I’m guessing, though, that there’s not much incentive to leave Kensho to sample the native culture on shore. The yacht’s accommodations include four elegantly decorated decks connected by an elevator and spiral staircases, and for the athletically inclined, a gym, a swimming pool and what the charter agent calls a “beach club.” It was built in Japan in 2022 at a cost of $110 million. Maybe a million bucks a week is a good deal.
Speaking of big boats, did you know cruise ships now frequent BVI waters? Of course you did. They have been around there for some time, but they seem to be more numerous and more outlandishly outsized than ever. Passing one close aboard on a relatively tiny 50-foot sailboat is the marine equivalent of riding past blocks of skyscrapers in a New York Uber.
It’s selfish of sailors who have the skills and wherewithal to cruise in chartered yachts to resent sharing the BVIs with folks vacationing on cruise ships, right? Well, that’s probably the right thing to say, but when you hear stories about the Baths on Virgin Gorda being overrun on some days by hundreds of people bussed in from cruise ships, political correctness doesn’t come so easily.

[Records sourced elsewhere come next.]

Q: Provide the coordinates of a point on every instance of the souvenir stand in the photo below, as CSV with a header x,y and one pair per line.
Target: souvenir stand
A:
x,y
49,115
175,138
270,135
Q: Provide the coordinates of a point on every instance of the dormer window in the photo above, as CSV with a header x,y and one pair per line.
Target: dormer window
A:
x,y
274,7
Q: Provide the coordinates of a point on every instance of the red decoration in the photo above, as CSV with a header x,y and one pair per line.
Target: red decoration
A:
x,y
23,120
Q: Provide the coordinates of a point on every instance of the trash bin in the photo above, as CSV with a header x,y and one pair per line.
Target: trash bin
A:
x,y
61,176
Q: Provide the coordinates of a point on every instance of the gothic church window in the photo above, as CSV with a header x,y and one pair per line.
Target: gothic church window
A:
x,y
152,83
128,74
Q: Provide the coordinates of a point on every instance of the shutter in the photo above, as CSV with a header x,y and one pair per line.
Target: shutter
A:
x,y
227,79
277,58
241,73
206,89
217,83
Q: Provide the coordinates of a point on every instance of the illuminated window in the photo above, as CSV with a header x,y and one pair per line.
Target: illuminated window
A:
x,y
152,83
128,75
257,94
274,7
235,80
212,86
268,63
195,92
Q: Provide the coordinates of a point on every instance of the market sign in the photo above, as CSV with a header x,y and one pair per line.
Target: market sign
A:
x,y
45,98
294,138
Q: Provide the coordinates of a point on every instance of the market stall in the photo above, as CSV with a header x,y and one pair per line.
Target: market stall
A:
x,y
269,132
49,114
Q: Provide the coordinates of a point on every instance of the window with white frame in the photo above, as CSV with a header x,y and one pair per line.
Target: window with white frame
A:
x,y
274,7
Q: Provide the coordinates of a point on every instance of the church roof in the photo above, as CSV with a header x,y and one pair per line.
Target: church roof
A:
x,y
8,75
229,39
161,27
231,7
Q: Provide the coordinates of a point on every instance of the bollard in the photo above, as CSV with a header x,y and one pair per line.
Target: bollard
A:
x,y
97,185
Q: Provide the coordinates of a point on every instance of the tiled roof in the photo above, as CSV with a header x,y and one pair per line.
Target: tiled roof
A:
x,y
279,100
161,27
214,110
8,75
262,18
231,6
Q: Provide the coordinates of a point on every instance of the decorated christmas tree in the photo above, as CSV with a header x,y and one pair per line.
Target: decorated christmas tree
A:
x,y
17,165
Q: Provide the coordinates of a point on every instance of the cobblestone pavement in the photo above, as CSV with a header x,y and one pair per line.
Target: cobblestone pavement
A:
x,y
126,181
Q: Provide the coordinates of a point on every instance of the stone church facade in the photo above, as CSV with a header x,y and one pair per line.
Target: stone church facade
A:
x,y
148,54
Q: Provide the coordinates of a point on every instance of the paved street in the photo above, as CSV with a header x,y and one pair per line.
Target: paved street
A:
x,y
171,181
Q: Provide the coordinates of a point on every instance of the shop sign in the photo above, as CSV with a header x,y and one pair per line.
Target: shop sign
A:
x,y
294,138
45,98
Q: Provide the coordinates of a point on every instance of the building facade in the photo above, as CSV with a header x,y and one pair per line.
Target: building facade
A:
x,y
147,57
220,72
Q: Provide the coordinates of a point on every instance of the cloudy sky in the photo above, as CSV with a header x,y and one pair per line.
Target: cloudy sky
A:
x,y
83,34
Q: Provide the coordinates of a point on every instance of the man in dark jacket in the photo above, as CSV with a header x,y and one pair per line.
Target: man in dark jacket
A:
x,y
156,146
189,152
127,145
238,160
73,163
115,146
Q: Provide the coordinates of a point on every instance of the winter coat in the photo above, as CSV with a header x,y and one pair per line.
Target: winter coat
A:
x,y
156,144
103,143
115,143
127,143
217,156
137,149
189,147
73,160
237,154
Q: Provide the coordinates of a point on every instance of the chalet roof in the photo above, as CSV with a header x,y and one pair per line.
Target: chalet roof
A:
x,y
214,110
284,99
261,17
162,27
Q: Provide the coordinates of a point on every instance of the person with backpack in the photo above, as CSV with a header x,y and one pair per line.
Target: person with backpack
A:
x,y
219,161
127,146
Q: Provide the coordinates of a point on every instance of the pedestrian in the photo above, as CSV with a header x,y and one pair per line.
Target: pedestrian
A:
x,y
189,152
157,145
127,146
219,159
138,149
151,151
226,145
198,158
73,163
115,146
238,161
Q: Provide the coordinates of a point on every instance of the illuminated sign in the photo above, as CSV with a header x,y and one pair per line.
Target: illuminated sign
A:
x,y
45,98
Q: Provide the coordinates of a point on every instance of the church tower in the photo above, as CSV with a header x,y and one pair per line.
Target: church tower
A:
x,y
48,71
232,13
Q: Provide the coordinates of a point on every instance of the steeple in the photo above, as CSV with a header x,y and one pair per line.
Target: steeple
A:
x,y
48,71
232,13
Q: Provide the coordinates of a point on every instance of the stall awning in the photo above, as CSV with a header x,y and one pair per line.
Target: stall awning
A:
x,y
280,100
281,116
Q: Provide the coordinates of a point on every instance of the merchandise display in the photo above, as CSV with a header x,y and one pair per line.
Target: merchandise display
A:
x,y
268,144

On the bright side, it’s still easy to escape the madding crowd. A particularly enjoyable way to do that is on a catamaran, which has become the most popular charter-boat type in the BVIs. These cruising multihulls are loaded with accommodations that would be at home in a swank summer cottage, which is great for living aboard, but not so much for spritely sailing. It takes a good bit of breeze to get them going. So you could say they were made to order for the BVIs.

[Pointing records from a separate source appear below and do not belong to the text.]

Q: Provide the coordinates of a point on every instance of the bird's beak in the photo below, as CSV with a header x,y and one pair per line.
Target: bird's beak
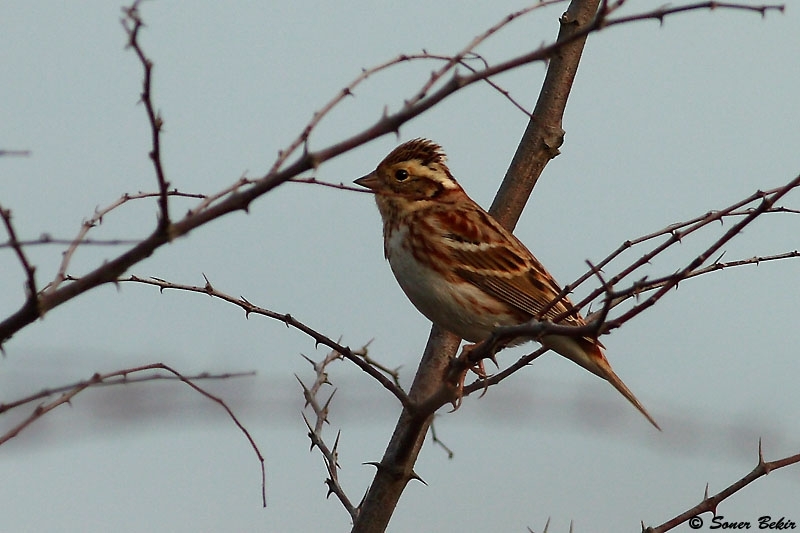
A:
x,y
370,181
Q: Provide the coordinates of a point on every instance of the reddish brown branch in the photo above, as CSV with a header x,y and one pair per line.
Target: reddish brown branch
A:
x,y
237,200
120,377
710,503
329,454
289,320
132,22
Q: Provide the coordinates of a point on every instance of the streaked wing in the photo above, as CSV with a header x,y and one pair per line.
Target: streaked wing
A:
x,y
495,261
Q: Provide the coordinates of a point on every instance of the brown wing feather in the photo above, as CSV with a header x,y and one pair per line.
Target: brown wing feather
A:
x,y
494,260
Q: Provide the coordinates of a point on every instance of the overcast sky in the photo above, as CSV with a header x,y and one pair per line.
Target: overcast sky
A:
x,y
664,123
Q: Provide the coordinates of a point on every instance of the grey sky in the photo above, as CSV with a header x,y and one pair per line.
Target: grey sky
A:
x,y
664,123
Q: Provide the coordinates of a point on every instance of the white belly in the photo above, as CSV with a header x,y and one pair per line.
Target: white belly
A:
x,y
460,307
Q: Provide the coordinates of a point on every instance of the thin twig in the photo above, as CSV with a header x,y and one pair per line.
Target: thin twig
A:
x,y
132,22
330,455
30,270
710,503
287,319
119,377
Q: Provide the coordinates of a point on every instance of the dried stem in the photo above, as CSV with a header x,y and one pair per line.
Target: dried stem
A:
x,y
120,377
359,360
710,503
329,454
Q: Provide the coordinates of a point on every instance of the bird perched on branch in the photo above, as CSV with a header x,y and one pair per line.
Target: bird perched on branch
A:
x,y
461,268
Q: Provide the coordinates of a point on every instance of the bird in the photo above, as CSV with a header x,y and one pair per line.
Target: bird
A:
x,y
461,268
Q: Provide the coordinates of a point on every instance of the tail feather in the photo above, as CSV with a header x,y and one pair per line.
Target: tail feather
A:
x,y
589,354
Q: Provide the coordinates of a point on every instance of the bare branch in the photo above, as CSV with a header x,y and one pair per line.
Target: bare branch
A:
x,y
287,319
120,377
30,271
132,22
329,454
15,153
95,221
710,503
238,199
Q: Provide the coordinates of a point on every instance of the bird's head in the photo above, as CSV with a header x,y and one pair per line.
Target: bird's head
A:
x,y
413,172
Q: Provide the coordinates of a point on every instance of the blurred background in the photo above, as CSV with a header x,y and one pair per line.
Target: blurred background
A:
x,y
665,122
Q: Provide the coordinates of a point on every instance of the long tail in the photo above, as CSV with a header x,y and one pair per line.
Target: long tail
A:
x,y
589,354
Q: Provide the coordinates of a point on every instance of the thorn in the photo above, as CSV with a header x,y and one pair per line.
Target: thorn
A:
x,y
373,463
414,475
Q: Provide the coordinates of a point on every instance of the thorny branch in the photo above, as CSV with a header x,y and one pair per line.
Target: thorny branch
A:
x,y
132,22
710,503
379,373
95,221
244,192
120,377
329,454
29,269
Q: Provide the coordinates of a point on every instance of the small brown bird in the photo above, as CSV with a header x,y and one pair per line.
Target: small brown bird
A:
x,y
460,267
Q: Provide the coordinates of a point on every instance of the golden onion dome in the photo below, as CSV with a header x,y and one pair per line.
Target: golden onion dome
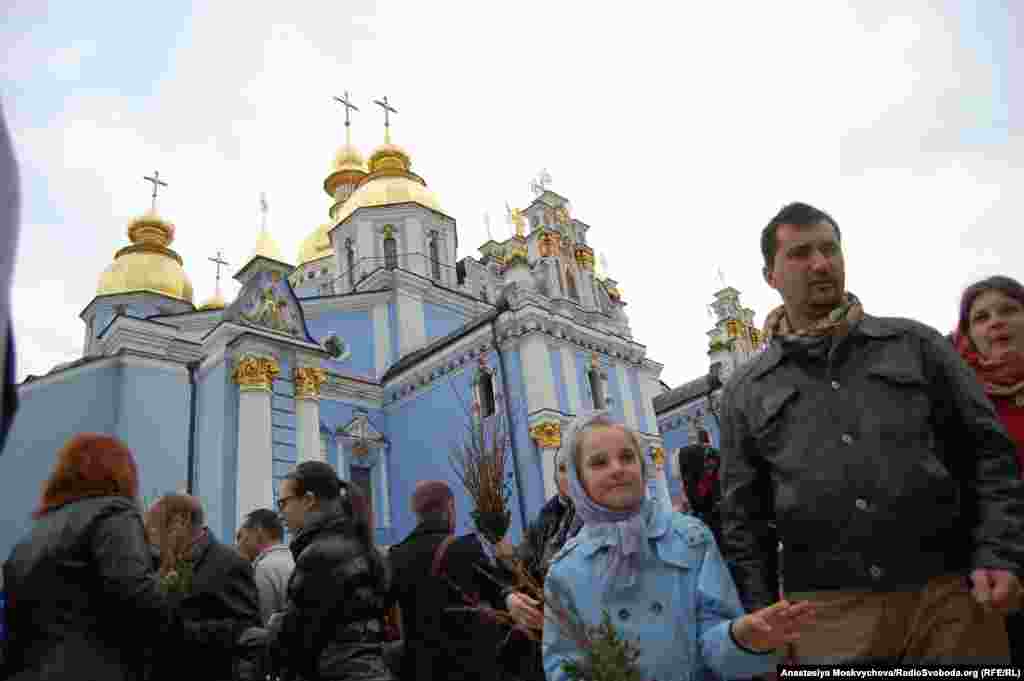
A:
x,y
316,245
216,301
147,265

The famed winter winds were in full force during our cruise—often more than 20 knots from the east—and the big cat loved it. I’m not saying it flew a hull or delivered any surfing thrills, but on a wonderful jaunt from Leverick Bay to Anegada the boatspeed topped 11 knots.

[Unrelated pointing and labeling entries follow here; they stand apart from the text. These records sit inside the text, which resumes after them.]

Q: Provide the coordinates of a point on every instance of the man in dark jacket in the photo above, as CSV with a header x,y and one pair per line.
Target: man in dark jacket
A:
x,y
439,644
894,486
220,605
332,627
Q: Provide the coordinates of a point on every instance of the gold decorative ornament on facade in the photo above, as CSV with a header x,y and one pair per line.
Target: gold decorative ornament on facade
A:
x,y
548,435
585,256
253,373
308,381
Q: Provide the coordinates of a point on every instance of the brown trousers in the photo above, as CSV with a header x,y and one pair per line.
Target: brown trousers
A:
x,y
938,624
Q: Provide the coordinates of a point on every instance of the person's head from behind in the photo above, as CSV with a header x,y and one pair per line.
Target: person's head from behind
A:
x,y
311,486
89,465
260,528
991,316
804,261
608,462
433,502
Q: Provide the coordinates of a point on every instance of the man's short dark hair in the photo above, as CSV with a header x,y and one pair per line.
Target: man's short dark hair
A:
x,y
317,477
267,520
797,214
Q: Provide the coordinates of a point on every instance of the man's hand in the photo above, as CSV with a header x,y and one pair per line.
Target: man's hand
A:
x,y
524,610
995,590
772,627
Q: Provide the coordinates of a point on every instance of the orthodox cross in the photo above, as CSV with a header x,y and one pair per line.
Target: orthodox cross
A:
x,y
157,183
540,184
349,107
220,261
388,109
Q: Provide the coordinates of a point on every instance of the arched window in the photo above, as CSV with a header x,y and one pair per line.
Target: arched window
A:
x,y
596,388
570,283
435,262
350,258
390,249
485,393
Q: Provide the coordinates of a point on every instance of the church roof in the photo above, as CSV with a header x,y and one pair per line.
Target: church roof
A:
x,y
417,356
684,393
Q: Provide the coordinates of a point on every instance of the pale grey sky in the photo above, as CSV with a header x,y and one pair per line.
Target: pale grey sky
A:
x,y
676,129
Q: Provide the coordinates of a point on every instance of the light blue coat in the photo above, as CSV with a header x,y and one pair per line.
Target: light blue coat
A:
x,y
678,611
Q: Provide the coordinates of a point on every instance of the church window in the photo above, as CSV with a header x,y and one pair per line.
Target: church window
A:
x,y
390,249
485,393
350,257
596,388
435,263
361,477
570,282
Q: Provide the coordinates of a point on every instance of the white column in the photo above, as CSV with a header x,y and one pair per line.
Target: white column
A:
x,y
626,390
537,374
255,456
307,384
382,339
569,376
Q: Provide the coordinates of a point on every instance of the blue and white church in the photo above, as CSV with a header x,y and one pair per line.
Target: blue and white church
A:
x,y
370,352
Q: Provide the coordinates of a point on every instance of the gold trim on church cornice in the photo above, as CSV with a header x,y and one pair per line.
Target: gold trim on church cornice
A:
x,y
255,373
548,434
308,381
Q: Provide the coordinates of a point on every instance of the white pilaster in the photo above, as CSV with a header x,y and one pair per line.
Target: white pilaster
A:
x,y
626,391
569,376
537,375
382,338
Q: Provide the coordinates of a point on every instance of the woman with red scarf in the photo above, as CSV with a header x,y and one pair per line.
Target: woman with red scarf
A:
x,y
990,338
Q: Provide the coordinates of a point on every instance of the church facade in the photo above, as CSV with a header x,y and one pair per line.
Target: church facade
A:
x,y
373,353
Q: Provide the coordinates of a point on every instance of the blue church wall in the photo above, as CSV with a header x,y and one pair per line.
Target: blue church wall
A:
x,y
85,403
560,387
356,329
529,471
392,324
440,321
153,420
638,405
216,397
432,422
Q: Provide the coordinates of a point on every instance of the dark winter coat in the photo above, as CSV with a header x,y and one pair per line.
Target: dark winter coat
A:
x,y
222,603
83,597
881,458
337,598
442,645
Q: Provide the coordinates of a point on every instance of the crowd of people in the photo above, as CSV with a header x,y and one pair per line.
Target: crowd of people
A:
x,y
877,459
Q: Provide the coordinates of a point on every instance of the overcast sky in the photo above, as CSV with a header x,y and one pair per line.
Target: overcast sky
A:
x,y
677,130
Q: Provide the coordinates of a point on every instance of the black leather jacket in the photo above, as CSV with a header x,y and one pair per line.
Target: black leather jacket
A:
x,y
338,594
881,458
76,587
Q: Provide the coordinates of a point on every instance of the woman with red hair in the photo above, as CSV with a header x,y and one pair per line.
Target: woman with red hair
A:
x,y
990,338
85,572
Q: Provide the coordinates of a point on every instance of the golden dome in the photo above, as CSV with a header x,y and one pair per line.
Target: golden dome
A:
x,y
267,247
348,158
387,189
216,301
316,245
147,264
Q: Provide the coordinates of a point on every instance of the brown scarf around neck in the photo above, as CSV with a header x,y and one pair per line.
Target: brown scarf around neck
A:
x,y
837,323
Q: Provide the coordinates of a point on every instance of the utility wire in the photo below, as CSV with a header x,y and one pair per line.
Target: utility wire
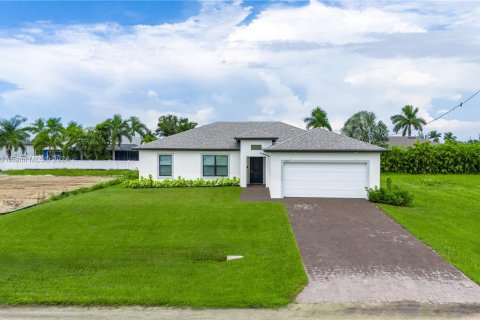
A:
x,y
457,106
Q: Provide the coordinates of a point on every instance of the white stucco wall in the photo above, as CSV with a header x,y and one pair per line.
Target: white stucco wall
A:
x,y
246,152
186,164
276,158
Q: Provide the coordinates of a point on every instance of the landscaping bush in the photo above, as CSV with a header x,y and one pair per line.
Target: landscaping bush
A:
x,y
180,183
390,195
451,157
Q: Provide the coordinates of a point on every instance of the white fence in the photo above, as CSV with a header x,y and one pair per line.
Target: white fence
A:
x,y
20,164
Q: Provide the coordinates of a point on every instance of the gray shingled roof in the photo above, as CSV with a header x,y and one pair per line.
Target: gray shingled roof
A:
x,y
400,141
256,134
221,136
321,140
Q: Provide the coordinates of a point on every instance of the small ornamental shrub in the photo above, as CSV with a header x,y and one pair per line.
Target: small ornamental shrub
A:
x,y
390,195
180,183
421,158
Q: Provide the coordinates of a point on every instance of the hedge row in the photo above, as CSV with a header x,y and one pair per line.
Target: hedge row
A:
x,y
451,157
180,183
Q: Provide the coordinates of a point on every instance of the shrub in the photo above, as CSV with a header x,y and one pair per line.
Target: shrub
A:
x,y
451,157
390,195
180,183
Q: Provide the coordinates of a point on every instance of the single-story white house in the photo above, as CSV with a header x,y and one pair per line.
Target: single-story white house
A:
x,y
290,161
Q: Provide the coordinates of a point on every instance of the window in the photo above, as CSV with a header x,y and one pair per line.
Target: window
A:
x,y
165,165
256,147
215,166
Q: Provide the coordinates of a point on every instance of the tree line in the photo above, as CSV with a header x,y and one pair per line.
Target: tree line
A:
x,y
96,142
364,126
100,141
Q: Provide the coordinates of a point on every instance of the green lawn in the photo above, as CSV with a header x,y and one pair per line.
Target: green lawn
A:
x,y
445,214
72,172
119,246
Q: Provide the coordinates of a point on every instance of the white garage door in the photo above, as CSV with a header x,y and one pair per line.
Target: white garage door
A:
x,y
328,180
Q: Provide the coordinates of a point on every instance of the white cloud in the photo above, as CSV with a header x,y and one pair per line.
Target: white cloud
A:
x,y
152,94
277,67
319,23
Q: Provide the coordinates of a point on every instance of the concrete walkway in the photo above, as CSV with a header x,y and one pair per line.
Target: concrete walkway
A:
x,y
352,251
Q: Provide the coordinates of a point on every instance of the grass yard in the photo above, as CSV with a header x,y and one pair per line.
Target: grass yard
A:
x,y
445,215
72,172
119,246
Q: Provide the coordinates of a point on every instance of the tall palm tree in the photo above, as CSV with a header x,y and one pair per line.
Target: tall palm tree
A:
x,y
363,126
434,135
448,136
13,135
318,119
73,135
117,130
54,131
406,120
136,126
148,137
40,141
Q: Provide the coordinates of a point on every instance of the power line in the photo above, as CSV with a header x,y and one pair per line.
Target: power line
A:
x,y
457,106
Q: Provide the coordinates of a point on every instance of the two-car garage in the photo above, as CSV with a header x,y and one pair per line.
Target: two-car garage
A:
x,y
325,179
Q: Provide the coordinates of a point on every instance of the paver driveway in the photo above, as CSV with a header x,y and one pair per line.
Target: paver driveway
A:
x,y
353,252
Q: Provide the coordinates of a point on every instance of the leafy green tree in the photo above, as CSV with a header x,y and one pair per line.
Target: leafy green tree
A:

The cat had a more than ample spread of sail area, most it in a full-battened Dacron mainsail with a generous roach. Other charter catamarans in the BVI have less sail area, as in none. Cruising catamaran powerboats are another of the new wrinkles in the BVI. No problem there, but it seems a waste of perfectly good wind to me.
I should mention that superyachts, cruise ships and power cruisers aren’t the only manifestations of change in the BVIs.
For example: the Soggy Dollar Bar on Jost Van Dyke. Once an island outpost on the shore of White Bay, it was known mainly to the sailing cognoscenti, reachable by dinghy from an anchored yacht when the swells are not too aggressive or by jitney of dubious roadworthiness from Great Harbour over breathtakingly steep hills, it’s now an entertainment destination. On a weekday afternoon, it was overrun by daytrippers delivered by high-speed center-console powerboats and bent on Painkiller partying.
I’m just reporting the changes in the BVIs, not judging them, because they don’t really matter. What does matter is that this compact array of islands, graced by pretty anchorages, blessed by the tradewinds, remains one of the best places in the world to cruise under sail.
On the penultimate leg of our cruise, a broad reach from Bitter End to Great Harbour, as waves building in a hardy breeze curled behind the surging cat, I looked aft and beheld a panorama of indigo seas crested in brilliant white—and was glad I was not seeing it from the top deck of the Kensho.